CAUTION: Contains “spoilers.”
It’s been years since I saw Stanley Kramer’s “It’s a Mad, Mad, Mad, Mad World,” but I think about it from time to time. Just the other day I was thinking, the film opens with a recklessly speeding driver careening off of a California highway. The various drivers who the speeder blew past stop at the scene of the crash to see if they can help. They represent a cross-section of Kennedy-era Americans. There is a businessman–not quite as successful as he would have other believe, a dentist, a truck-driver and as outliers, a pair of comedy-writers–show-biz glamour amid the grit of everyday life. But all stop. All are willing to lend a hand. This initial burst of altruism will prove to be their undoing because the crash victim happens to be one “Smiler” Grogan, a career criminal just out of prison who was speeding to dig up his buried loot. Dying, he shares his secret with his would-be benefactors. By his reasoning, the stolen fortune is now theirs. He paid for it with his long incarceration, and now he is willing it to these five good Samaritans. After several failed attempts to divvy up the spoils–by number of Samaritans (5), by number of vehicles (4), by total number of persons involved (8)–they impulsively decide on a Winner Takes All strategy and the remainder of the film follows their increasing frantic efforts to be first on the scene.
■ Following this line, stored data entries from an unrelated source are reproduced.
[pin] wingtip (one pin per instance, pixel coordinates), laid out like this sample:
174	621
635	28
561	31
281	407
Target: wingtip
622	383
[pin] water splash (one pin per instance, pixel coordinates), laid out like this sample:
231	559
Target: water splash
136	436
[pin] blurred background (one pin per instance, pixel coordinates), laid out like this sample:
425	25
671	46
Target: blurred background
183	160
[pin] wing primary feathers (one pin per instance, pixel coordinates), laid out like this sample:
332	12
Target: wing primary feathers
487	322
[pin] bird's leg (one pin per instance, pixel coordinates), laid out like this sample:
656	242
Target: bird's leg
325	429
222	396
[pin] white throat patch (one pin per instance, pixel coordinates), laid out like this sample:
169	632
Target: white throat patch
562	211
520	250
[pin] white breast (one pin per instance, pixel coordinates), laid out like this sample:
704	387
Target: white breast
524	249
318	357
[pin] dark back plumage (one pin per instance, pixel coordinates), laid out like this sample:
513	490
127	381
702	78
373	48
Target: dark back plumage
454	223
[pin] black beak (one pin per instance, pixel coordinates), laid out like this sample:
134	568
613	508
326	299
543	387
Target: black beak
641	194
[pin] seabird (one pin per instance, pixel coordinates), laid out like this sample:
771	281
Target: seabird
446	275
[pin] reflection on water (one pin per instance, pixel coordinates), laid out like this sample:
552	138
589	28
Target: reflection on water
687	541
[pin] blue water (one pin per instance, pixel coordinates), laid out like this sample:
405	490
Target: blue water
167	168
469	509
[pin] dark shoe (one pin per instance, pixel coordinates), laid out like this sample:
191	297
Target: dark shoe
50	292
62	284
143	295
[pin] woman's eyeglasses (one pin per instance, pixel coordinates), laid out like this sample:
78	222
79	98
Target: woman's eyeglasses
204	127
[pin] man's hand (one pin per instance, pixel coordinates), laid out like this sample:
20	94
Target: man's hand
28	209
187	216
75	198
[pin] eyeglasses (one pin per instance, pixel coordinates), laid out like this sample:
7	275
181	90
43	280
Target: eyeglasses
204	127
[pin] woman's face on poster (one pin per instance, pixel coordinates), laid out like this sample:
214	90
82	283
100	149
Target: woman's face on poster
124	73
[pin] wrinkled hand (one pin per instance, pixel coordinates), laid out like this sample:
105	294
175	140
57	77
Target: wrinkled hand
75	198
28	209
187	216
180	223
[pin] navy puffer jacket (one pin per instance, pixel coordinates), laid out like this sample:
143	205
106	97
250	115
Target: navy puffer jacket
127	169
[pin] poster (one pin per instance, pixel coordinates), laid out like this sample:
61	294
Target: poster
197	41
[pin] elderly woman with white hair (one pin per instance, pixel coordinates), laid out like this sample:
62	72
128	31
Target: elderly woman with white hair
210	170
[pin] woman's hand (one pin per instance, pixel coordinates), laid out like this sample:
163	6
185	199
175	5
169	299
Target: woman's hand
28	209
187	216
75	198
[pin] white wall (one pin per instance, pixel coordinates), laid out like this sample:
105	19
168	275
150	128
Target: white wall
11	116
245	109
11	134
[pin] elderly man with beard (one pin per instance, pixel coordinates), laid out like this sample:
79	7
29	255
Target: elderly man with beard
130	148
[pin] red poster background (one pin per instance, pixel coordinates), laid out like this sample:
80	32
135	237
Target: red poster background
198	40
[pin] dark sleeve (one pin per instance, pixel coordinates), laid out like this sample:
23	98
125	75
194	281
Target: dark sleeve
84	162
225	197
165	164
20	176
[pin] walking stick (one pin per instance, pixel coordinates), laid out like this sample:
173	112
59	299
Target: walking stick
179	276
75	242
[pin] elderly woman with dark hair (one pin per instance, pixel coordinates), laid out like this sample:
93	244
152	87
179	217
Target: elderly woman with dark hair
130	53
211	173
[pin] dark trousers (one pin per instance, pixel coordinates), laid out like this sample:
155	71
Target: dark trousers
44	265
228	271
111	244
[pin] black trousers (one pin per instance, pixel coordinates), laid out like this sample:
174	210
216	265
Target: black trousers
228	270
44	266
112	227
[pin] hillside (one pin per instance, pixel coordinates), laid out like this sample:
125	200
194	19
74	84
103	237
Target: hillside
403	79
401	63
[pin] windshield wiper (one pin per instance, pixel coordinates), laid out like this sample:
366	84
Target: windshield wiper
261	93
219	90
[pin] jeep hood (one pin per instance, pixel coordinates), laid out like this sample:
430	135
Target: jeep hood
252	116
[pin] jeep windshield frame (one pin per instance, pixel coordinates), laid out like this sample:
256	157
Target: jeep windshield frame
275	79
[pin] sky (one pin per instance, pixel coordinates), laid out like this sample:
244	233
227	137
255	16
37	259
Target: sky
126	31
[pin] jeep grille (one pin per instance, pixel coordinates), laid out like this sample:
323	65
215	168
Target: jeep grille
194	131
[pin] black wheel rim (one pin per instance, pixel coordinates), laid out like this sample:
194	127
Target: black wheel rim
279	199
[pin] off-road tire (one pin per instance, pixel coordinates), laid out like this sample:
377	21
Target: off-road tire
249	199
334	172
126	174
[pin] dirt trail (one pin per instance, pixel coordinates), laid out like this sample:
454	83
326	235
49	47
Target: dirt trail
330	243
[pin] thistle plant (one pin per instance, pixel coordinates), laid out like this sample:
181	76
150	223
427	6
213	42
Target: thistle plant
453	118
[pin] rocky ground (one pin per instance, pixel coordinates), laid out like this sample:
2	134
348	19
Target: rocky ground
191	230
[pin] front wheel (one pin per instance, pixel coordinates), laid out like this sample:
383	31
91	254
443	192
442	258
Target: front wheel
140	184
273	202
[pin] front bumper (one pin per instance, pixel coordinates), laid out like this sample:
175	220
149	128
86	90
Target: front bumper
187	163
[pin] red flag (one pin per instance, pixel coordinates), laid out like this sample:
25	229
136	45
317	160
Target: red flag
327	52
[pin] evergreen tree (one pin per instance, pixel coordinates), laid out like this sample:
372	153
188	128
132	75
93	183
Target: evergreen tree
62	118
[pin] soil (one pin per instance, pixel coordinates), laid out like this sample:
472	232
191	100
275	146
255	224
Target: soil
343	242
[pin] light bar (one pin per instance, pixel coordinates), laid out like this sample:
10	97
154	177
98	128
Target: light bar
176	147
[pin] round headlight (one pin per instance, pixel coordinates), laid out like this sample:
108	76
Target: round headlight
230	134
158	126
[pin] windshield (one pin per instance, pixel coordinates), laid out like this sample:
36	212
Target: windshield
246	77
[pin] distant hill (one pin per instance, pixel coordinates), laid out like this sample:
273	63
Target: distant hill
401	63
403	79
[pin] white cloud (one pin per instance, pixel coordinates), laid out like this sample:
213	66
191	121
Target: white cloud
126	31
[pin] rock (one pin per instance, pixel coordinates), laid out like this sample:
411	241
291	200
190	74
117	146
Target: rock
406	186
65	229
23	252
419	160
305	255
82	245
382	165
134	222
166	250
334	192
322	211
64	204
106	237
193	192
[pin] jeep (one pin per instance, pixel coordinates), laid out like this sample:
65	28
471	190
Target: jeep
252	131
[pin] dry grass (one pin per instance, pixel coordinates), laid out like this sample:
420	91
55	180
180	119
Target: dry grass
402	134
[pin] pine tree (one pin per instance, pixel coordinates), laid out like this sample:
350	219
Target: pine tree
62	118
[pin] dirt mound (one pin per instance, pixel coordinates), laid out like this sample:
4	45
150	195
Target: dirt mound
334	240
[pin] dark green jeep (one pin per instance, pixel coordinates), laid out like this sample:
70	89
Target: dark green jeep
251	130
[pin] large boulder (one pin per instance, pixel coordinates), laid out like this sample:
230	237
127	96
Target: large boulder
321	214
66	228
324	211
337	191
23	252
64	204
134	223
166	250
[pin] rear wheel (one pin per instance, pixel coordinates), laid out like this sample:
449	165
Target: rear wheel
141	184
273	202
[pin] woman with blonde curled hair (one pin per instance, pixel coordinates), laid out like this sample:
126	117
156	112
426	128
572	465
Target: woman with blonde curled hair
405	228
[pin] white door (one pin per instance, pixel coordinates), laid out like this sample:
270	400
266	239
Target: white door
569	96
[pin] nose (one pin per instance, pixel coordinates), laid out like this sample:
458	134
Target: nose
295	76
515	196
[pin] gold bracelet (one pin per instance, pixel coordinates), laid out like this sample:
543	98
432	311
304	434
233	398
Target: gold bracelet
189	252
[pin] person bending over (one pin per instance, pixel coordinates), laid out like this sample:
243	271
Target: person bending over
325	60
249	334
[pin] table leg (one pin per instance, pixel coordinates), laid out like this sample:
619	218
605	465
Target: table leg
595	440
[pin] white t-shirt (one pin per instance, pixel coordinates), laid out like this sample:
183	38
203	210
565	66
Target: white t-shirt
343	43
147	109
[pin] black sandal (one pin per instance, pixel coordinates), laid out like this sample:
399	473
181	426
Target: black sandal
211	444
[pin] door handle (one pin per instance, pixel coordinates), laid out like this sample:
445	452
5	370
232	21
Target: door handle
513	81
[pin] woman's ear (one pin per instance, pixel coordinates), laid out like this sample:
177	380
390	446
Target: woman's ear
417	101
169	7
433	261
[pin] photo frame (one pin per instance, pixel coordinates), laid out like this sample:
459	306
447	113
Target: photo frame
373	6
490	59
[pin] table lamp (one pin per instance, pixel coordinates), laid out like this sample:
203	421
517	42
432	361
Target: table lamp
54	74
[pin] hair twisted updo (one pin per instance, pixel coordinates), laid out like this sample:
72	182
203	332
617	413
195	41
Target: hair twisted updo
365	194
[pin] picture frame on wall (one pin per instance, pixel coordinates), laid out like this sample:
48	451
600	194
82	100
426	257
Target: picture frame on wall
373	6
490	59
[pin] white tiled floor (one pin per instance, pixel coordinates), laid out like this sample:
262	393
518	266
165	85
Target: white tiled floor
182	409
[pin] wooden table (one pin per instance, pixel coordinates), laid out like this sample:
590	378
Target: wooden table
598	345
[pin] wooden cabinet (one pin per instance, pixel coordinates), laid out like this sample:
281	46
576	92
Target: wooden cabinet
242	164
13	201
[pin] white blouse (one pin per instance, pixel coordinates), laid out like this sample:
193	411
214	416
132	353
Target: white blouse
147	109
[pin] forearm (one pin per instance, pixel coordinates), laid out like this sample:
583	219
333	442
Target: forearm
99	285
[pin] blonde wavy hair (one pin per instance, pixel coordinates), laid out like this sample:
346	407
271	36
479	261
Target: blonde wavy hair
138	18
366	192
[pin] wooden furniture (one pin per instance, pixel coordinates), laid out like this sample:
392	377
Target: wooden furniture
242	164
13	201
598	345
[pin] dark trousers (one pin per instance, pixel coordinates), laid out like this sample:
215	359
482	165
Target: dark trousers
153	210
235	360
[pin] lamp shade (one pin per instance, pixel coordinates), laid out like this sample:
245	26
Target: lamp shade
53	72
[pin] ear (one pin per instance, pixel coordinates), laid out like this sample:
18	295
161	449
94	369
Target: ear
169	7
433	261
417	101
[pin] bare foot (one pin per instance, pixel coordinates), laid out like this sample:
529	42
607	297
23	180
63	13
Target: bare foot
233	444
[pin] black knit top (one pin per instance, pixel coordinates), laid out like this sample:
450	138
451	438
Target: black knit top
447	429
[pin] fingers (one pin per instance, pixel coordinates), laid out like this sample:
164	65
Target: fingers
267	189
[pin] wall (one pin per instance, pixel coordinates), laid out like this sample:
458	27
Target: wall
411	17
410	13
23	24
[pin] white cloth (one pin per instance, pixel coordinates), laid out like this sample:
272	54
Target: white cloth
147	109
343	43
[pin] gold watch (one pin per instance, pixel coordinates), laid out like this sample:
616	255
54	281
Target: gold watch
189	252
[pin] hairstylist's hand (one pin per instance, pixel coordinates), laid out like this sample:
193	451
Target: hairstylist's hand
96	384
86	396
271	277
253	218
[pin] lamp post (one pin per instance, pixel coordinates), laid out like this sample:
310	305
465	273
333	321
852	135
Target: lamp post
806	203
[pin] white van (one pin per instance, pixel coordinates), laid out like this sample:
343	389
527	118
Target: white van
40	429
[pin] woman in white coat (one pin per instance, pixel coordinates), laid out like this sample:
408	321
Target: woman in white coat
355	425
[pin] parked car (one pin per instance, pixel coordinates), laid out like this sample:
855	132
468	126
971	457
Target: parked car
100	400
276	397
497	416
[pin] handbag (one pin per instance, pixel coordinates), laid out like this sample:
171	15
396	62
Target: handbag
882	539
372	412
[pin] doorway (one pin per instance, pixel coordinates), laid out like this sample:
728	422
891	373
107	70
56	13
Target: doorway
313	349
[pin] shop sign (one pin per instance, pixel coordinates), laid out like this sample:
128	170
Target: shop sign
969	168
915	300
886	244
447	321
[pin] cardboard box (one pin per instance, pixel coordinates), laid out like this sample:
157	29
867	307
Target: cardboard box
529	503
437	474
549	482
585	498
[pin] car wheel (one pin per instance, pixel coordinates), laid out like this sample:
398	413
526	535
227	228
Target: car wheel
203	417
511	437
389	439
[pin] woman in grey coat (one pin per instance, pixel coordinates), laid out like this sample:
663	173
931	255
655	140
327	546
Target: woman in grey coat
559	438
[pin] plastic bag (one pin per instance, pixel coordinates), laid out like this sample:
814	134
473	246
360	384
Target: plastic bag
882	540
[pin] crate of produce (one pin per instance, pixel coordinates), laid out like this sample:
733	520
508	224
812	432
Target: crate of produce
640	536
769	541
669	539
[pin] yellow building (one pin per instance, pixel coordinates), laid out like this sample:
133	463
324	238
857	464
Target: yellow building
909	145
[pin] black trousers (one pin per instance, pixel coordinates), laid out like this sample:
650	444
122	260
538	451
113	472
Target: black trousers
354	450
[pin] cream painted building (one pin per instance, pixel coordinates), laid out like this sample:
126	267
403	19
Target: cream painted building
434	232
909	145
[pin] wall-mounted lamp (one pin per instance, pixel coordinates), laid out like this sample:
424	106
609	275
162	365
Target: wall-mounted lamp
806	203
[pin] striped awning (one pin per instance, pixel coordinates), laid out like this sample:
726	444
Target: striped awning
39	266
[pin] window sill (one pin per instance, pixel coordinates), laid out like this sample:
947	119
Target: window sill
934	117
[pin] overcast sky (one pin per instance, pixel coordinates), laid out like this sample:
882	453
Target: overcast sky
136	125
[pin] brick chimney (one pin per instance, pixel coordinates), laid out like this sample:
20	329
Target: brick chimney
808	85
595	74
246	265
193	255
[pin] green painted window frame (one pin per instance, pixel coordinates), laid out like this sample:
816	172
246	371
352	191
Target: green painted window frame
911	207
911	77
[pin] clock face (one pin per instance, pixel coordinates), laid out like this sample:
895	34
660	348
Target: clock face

Ironies abound. First, none of them recognize that jail time or not, the loot wasn’t Smiler’s to bequeath; second–perhaps more forgivable in those innocent times–they fail to realize that Smiler has been under police surveillance from the moment he left prison (although the audience is let in on this from the get-go); third, Smiler never told them exactly where the loot was, he only made cryptic allusions to it’s being buried in a park under “a big ‘W'”–a windmill? a water-tower?
As the frantic chase continues they will pick up other questers–a scheming salesman (ironically, the one person who probably wouldn’t have stopped to offer aid, but has made himself one of Smiler’s beneficiaries anyway), a vacationing British Army officer, a strong-but-stupid lifeguard, a pair of working-stiff taxi-drivers–and they will sustain massive losses to the possessions they started out with. All will lose their vehicles, and the dentist will lose the clothes on his back, or at least have them rendered useless by cascades of house paint. They will steal planes, wreck gas stations and hardware stores and cause general havoc to each other and to themselves. All will fittingly undergo “punishment” for their greed by being thrown, one-by-one from an out-of-control fire engine ladder.
And yet the core members of the group started with an impulse to do good, to render assistance. Even the veteran cop in charge of the operation to recover Smiler’s loot succumbs to greed and tries stealing it for himself. It would appear that Smiler’s blessing was actually a curse, leading only to broken bodies and destroyed lives–every one of these luckless clowns will face a variety of serious criminal charges. Careers are ended, and not just for the veteran cop.
I think that the one image from the film that sticks with me longest was a throw-away. Kramer wanted to cast as many famous comics as he could into his cautionary epic, and so Buster Keaton, genius of physical comedy and icon of Silent Comedy second only to Chaplin, turns up as “Jimmy the crook,” apparently in cahoots with the cop and perhaps an old crony of Smiler’s. His job is to help the cop ditch his official car and pick up a get-away vehicle, but in the ensuing chaos nothing goes as planned. Realizing that they have been duped, the questers, now crammed into two taxis take off in hot pursuit of the fleeing cop and there is no chance to make the switch. So poor Jimmy, totally befuddled, stands in the highway turning this way and that as the cars speed past him. It seems to me that Jimmy is a lot like a stand-in for the audience.